5. Bates’ Poisonous Pie and a Brief Jaunt to Jail
Lord Grantham’s prowess with protecting people from the gallows who commit capital crimes also extended to his valet, Bates. In Season One, Bates was the most fascinating and sympathetic character in the series. He was a man of quiet dignity who experienced profound redemption. He was an example of mobility in the static English world of Downton Abbey. Off to the dungeons then! Fellowes wastes Bates and concocts an absurd plot twist where Bates bakes a poison pie to kill his ex-wife, and then slowly the conviction is unraveled over the course of two seasons and many unbearable prison conversations between Bates and his equally sympathetic wife Anna. These conversations can only occur because Lord Grantham also saved Bates from the gallows, just as he did his son-in-law Tom, the Irish bomber. Bates’ character is wasted as viewers are forced to trudge through the poison pie conviction and the ultimate reversal.
6. Fortunes Lost and Found in a Day
In Season Two, Lord Grantham discovers that his family’s entire fortune was lost from a bad Canadian railroad investment. We are to believe this aristocrat had never heard of diversification. Come to think of it, I doubt that a 15-year-old girl writer would be aware of the concept either. So the characters are preparing to pack it up and move to more modest digs, just when Matthew Crawley learns he is the beneficiary of an enormous inheritance from the father of his almost-wife. The stars have aligned, as they often do in Downton, and the estate is saved. Except we must endure several episodes of tension and drama before Matthew is willing to use this found money to keep his family from being tossed out of their home – until one of those lurching events occurs in the form of a letter from the deceased demanding he accept the money because of a deathbed letter his daughter improbably sent daddy. If it is all too much to understand, you’re not alone.

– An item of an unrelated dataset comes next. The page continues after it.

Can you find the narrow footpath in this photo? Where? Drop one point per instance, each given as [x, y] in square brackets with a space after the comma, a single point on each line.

7. Cancer Come and Gone in an Episode
One can almost imagine the conversation between Julian Fellowes and others on the show: we are short 6 minutes on Episode Two (Season Three), let’s write in a cancer plot! And so we experience Mrs. Hughes’ fear she might have cancer. She visits the doctor, and ultimately finds out she doesn’t. All’s well that ends well, and that six minute gap is filled.
For those of you who fell in love with Downton Abbey in Season One, these are tough words to hear, but you know down deep your show just isn’t what it used to be. But like other things we love that aren’t what they used to be, there are the joys of the ride that keep us tuned in. If nothing else, the enjoyable quips of Maggie Smith serve as asides revealing she also might be suffering like the rest of us.